Current incidence studies provide robust evidence from independent data sets that some athlete groups have a substantially higher risk for sudden cardiac death (SCD) than others (2). The typical preparticipation screening for athletes involves asking about familial cardiac issues, obtaining any history of irregular heartbeats and/or chest pain, and conducting a cardiovascular physical examination. But implementing nationwide school ECG screening for athletes as a part of the preparticipation screen remains under debate.

Corrado and colleagues explored the trends in cardiovascular death in athletes before and after implementation of a mandatory nationwide systematic ECG preparticipation examination program. After initiating the program, the annual incidence of SCD in athletes decreased by 89% (from 3.6/100,000 person-years in 1979–1980 to 0.4/100,000 person-years in 2003–2004; P for trend <0.001) (3). Yet, the greatest impediment to ECG screening in U.S. schools remains cost. A nationwide cardiac-screening program involving initially only a history and physical examination is estimated to cost $250 million, excluding the additional testing required for positive screens (10 million high-school and middle-school athletes × $25 for each personal and family history). The addition of a $50 ECG for each screened individual would increase this initial cost to $750 million (4).

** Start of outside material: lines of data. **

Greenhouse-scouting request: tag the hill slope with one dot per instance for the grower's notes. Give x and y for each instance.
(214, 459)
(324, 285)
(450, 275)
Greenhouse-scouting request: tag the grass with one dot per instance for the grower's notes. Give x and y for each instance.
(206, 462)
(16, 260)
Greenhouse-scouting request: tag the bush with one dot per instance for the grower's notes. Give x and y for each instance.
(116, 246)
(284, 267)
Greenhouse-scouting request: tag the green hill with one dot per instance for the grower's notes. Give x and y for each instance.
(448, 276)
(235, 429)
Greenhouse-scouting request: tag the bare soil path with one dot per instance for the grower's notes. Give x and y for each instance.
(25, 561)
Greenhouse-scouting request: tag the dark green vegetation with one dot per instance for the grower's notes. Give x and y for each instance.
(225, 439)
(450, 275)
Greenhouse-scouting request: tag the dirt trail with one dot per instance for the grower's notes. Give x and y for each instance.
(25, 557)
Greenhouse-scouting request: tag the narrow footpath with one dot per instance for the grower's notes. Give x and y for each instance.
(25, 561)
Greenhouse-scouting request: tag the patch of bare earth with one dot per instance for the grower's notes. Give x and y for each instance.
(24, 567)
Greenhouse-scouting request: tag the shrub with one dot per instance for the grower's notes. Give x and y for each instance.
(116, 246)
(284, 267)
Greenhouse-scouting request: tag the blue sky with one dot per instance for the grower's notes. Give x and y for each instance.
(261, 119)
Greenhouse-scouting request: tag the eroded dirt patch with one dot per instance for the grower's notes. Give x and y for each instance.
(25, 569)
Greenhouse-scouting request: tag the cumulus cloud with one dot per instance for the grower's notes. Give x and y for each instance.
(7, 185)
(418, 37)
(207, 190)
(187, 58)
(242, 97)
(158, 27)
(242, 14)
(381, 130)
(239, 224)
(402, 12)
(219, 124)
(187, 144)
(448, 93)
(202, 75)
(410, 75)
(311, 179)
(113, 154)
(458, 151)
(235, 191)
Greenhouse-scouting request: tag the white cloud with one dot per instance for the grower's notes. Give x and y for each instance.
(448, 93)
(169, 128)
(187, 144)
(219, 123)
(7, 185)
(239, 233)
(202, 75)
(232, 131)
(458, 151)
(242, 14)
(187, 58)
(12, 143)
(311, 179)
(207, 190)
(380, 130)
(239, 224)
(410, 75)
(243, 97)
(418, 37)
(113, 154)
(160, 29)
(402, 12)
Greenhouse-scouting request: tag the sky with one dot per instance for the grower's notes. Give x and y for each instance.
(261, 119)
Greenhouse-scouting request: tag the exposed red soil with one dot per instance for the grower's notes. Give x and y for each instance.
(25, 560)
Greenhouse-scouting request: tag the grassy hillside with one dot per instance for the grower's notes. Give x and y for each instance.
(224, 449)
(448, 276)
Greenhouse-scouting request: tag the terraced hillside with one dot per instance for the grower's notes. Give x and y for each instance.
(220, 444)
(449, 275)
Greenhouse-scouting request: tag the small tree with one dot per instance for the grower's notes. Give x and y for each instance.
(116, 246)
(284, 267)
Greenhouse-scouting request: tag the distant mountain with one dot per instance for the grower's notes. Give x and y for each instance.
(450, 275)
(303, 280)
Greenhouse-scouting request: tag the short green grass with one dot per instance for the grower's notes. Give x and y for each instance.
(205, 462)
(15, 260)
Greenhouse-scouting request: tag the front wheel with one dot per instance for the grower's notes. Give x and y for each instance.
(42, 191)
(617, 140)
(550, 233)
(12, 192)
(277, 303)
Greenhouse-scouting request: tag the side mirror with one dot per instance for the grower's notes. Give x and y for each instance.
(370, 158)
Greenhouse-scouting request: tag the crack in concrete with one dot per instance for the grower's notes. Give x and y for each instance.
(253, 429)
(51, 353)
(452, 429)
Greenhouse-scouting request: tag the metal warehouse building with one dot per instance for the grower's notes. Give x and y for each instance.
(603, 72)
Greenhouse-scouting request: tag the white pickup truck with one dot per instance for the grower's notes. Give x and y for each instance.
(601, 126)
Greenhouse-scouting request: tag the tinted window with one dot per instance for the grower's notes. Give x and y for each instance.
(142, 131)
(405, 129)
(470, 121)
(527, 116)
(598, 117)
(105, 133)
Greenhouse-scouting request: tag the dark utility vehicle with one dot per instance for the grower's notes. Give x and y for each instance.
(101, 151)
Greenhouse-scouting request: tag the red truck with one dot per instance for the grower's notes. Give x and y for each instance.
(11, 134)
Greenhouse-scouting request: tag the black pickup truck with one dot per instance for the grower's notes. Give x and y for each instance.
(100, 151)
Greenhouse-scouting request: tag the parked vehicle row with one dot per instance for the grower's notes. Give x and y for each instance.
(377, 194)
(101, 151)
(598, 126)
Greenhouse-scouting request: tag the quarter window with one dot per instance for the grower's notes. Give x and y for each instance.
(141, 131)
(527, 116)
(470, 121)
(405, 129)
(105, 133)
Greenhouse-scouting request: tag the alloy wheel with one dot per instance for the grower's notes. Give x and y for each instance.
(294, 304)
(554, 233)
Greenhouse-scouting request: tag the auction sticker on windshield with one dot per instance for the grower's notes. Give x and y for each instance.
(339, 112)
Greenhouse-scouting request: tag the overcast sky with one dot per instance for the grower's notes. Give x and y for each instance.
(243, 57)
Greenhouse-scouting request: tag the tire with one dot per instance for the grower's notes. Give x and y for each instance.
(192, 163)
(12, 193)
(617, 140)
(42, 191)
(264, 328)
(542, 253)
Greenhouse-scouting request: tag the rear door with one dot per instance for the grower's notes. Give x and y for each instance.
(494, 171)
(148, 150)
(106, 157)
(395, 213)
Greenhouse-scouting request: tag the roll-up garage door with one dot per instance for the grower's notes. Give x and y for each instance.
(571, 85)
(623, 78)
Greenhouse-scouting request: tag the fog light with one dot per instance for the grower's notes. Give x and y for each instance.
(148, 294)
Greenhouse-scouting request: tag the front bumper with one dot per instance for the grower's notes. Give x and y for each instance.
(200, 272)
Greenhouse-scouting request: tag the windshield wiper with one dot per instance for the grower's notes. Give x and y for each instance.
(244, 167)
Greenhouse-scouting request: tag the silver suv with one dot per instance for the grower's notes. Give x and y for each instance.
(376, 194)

As the future generation of physicians, it is our responsibility to present to our nation's legislators that identifying and preventing sudden cardiac death in otherwise healthy athletes across our nation is a priority. Federal appropriations for sudden cardiac arrest prevention should be at the forefront of new health care legislation. Let us make sure that we do not need to catch someone's disease in the nick of time and that a young athlete can step onto the field with a heart full of confidence.

References

  1. An Act SB 1033 Relating to Automated External Defibrillators in Schools; Creating New Provisions; and Amending ORS 431.680 and 431.690. Ch 62, 2010 Special Session (Oregon Laws). 1 January 2011. Accessed at www.oregonlegislature.gov/bills_laws/lawsstatutes/2010orLaw0062.html on 5 March 2022.
  2. Drezner JA, Harmon KG, Asif IM, et al. Why cardiovascular screening in young athletes can save lives: a critical review. Br J Sports Med. 2016;50:1376-1378. [PMID: 27418320] doi:10.1136/bjsports-2016-096606
  3. Corrado D, Basso C, Pavei A, et al. Trends in sudden cardiovascular death in young competitive athletes after implementation of a preparticipation screening program. JAMA. 2006;296:1593-601. [PMID: 17018804] doi:10.1001/jama.296.13.1593
  4. Rao P, Shipon DM. Implementing a cardiac screening program: should we be using an ECG? American College of Cardiology. 26 September 2019. Accessed at www.acc.org/latest-in-cardiology/articles/2019/09/26/07/50/implementing-a-cardiac-screening-program on 5 March 2022.